Ai Agent Evaluator

PassAudited by ClawScan on May 15, 2026.

Overview

This instruction-only skill appears purpose-aligned for evaluating AI agents, with the main caution that users may share sensitive logs or conversations during evaluation.

This appears safe to use as an advisory evaluation assistant. Before pasting logs, transcripts, or customer conversations, remove personal data, secrets, credentials, and internal prompts. Also note that the package has limited source metadata, although it contains no executable code.

Findings (2)

Artifact-based informational review of SKILL.md, metadata, install specs, static scan signals, and capability signals.
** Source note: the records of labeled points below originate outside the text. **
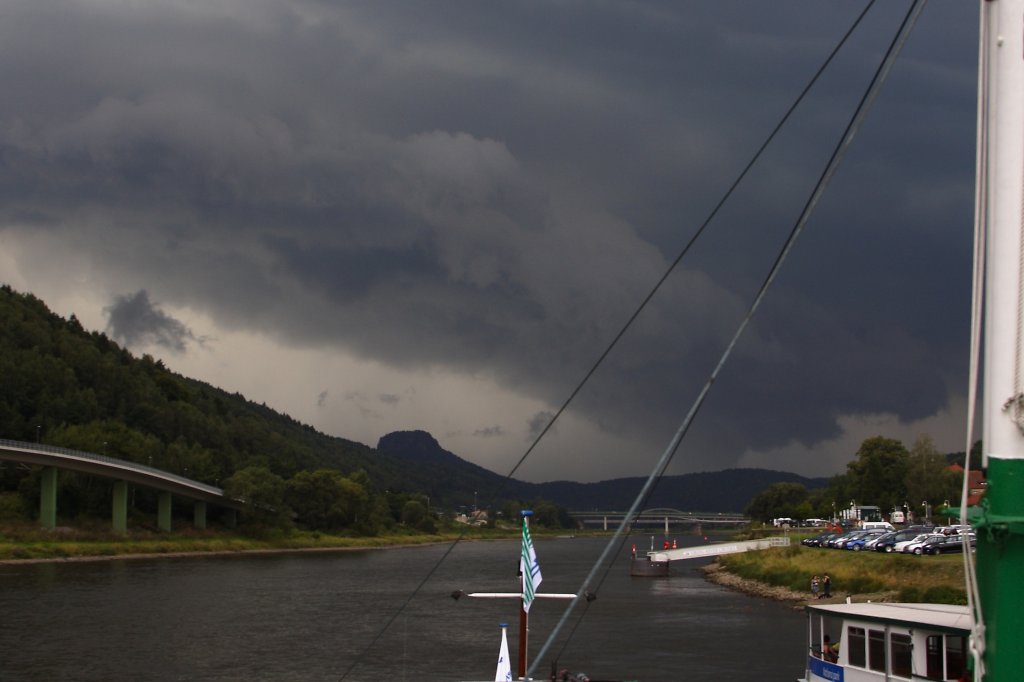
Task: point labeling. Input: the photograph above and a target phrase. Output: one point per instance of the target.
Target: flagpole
(524, 568)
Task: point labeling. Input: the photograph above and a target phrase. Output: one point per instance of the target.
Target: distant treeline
(883, 473)
(65, 386)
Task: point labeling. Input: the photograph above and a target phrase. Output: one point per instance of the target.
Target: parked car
(844, 543)
(858, 543)
(815, 541)
(920, 538)
(884, 538)
(914, 547)
(948, 544)
(890, 542)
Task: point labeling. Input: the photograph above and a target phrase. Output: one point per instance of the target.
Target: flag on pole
(504, 672)
(529, 568)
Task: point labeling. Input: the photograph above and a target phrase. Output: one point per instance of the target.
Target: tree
(878, 476)
(263, 494)
(928, 476)
(778, 500)
(326, 500)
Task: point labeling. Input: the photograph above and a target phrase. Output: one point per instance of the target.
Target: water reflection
(310, 616)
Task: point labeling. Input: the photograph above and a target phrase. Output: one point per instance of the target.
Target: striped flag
(529, 567)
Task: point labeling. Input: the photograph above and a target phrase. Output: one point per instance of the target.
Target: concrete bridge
(123, 472)
(659, 516)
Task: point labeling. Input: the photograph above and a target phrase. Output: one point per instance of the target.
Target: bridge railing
(67, 452)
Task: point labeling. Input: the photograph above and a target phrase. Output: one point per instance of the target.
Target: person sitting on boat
(829, 651)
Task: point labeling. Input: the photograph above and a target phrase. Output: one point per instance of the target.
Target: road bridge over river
(662, 517)
(123, 472)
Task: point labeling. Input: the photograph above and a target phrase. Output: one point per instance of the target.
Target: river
(314, 616)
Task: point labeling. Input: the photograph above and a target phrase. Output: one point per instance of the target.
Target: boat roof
(945, 617)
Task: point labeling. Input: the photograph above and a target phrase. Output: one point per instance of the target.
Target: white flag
(529, 567)
(504, 672)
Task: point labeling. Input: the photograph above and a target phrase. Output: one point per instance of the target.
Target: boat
(861, 642)
(979, 641)
(858, 642)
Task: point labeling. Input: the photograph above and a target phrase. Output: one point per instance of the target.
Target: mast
(1000, 201)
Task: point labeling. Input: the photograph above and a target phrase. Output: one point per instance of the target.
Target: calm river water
(313, 615)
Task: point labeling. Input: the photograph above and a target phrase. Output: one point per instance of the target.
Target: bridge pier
(48, 499)
(164, 511)
(119, 511)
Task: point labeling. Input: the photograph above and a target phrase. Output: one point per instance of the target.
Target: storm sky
(393, 215)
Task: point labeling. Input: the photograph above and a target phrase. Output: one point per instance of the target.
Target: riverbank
(784, 573)
(716, 572)
(24, 545)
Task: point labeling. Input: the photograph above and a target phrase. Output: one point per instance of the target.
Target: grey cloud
(134, 321)
(496, 190)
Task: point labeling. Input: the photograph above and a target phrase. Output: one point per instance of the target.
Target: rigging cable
(851, 130)
(636, 313)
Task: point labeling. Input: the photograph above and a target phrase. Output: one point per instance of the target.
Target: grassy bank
(30, 542)
(903, 578)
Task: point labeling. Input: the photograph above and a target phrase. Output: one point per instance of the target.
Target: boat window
(955, 648)
(855, 641)
(899, 648)
(933, 657)
(877, 649)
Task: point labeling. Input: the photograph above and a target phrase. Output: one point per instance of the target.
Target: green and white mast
(1000, 239)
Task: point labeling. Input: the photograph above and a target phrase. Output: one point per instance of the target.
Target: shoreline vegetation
(23, 544)
(784, 573)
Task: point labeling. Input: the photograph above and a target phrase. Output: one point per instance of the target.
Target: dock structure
(717, 549)
(655, 563)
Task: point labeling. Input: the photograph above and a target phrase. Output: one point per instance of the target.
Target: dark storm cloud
(134, 321)
(497, 187)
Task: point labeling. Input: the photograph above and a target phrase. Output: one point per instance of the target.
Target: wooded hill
(67, 386)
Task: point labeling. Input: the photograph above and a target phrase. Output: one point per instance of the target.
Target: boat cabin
(887, 641)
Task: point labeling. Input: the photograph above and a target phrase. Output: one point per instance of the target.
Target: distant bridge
(124, 472)
(658, 516)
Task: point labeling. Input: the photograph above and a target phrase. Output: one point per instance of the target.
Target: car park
(890, 542)
(914, 547)
(948, 544)
(858, 543)
(873, 542)
(816, 541)
(845, 543)
(921, 537)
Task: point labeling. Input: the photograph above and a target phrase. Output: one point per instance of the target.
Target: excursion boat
(982, 640)
(885, 641)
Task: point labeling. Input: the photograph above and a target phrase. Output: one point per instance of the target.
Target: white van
(871, 525)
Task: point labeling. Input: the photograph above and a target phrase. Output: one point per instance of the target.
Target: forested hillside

ClawScan does not execute the skill or run runtime probes.

Low

#ASI06: Memory and Context Poisoning

What this means

If you paste real logs or conversations, sensitive information could enter the model context during the evaluation.

Why it was flagged

The skill expects users to provide agent logs, failed transcripts, or sample conversations. That is aligned with evaluation work, but those materials can contain customer data, secrets, or adversarial prompt content.

Skill content

"Input": Agent logs, failed task transcripts ... "share 10 sample conversations (anonymized)"

Recommendation

Only share selected, relevant examples; redact secrets, personal data, customer identifiers, and internal system prompts before use.

Info

#ASI04: Agentic Supply Chain Vulnerabilities

What this means

Users have less information to verify the publisher, source history, or exact packaged version.

Why it was flagged

The registry metadata provides no source or homepage, and the SKILL.md front matter declares a different version, "3.0.0". This is a provenance/packaging clarity issue, though impact is limited because no code or install steps are present.

Skill content

Source: unknown; Homepage: none; Registry metadata version: 1.0.1

Recommendation

Treat this as a documentation/provenance note; prefer skills with clear source links and consistent version metadata when that matters for your workflow.